The Minister is old enough, experienced enough and has been involved in local government long enough for this measure to sound a warning to him and his colleagues. This is the return of the poll tax—[Interruption.] There are a few groans from Tory Members, but let us remember that a 20% minimum payment expected of all people, whatever their means, was part of the flaw in, and at the heart of the unfairness of, the community charge a couple of decades ago. In practice, that is what we are building in for non-pensioners: a requirement to cover for themselves, whatever their income, about 20% of the council tax costs in their local area.
Given the way in which the measure will work for many, it is a return of the poll tax: rushed into law and rushed into practice, with a deaf ear to local government, to charities, to experts and to Members, who warn the Government, “You’re pushing too far, too fast with these changes.” I will return in a moment to the amendments on the legislation’s commencement tabled by my right hon. Friend the Member for Greenwich and Woolwich, but first let me do my job and introduce new clause 2 and the amendments that stand in my name.

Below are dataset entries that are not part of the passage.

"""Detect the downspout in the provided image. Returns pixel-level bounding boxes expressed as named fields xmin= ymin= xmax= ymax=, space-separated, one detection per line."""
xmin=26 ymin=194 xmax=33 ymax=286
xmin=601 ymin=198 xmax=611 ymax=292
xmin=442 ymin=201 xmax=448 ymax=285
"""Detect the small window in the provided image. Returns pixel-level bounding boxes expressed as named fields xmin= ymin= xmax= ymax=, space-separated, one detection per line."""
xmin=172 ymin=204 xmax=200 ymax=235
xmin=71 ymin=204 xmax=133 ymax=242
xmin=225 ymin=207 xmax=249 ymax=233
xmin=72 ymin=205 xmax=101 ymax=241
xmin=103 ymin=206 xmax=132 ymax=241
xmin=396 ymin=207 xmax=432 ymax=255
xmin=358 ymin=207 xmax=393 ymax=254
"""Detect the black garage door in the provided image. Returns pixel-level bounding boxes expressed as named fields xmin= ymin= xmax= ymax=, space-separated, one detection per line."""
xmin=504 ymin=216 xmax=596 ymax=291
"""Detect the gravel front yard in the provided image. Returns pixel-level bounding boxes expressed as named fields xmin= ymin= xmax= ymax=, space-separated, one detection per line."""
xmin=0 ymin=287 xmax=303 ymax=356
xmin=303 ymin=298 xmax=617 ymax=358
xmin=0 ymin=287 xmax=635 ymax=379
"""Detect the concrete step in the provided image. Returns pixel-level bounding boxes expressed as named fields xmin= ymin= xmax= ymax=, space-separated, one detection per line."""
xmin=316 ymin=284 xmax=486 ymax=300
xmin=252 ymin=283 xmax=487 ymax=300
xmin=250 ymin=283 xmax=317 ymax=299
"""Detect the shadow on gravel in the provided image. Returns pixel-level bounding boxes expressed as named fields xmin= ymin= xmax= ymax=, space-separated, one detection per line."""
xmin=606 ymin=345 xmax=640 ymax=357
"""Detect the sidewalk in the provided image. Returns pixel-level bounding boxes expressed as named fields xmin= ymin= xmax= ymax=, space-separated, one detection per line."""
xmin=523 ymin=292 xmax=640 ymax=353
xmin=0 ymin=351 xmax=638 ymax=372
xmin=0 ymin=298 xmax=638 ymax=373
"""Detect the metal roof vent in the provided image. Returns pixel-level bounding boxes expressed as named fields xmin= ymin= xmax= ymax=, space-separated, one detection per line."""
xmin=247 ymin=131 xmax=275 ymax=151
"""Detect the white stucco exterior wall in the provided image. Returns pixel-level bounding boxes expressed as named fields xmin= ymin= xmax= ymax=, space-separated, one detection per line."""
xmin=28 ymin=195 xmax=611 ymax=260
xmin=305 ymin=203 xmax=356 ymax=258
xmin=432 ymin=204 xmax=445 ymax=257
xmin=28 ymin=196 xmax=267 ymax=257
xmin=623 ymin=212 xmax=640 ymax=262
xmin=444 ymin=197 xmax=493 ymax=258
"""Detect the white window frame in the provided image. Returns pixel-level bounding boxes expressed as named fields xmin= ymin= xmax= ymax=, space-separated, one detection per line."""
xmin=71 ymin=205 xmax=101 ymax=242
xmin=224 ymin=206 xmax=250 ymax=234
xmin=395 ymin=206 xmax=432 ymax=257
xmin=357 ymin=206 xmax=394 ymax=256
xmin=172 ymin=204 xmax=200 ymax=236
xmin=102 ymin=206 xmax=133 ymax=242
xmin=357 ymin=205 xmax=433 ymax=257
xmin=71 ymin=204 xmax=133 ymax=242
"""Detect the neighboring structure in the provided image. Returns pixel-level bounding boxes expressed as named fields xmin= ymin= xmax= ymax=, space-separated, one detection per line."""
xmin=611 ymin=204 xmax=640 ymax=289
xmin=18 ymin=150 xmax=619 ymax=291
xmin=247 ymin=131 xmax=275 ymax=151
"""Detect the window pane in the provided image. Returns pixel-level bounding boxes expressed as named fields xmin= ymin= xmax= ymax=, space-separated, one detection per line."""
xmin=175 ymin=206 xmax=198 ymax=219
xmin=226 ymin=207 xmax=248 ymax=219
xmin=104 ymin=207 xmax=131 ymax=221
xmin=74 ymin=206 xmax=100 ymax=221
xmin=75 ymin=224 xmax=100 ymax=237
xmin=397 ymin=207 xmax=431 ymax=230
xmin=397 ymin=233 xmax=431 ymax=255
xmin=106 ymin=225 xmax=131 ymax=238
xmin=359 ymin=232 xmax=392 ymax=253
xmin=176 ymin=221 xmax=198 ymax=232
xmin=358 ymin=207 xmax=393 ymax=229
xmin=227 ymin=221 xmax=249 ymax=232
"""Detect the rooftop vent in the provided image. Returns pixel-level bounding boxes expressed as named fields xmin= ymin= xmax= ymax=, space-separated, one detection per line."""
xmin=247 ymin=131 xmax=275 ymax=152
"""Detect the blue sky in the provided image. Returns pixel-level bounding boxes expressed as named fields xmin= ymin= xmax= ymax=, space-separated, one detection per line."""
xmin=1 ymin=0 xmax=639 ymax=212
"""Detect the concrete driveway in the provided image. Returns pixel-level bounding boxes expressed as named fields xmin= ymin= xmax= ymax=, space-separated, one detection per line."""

With new clause 2 and amendment 2, I seek to challenge the Secretary of State’s powers over, and prescription of, the new council tax support schemes. My purpose is this: I believe that the House and local government require a justification for the inclusion in this Bill of such powers of prescription from the centre over the local, otherwise their removal from the Bill is justified. None of the arguments that I have heard from Ministers, on Second Reading, in Committee or today, justifies the extent of the centralised powers vested in the Secretary of State to design and to enforce a particular manner of council tax support scheme.
The Government claim that the reform is a localising one. If it is, they should localise the decisions on the design of, and procedure for preparing, the scheme. They should localise the decisions and let the local authorities that will run the scheme devise them, in the Minister’s words, to suit local circumstances.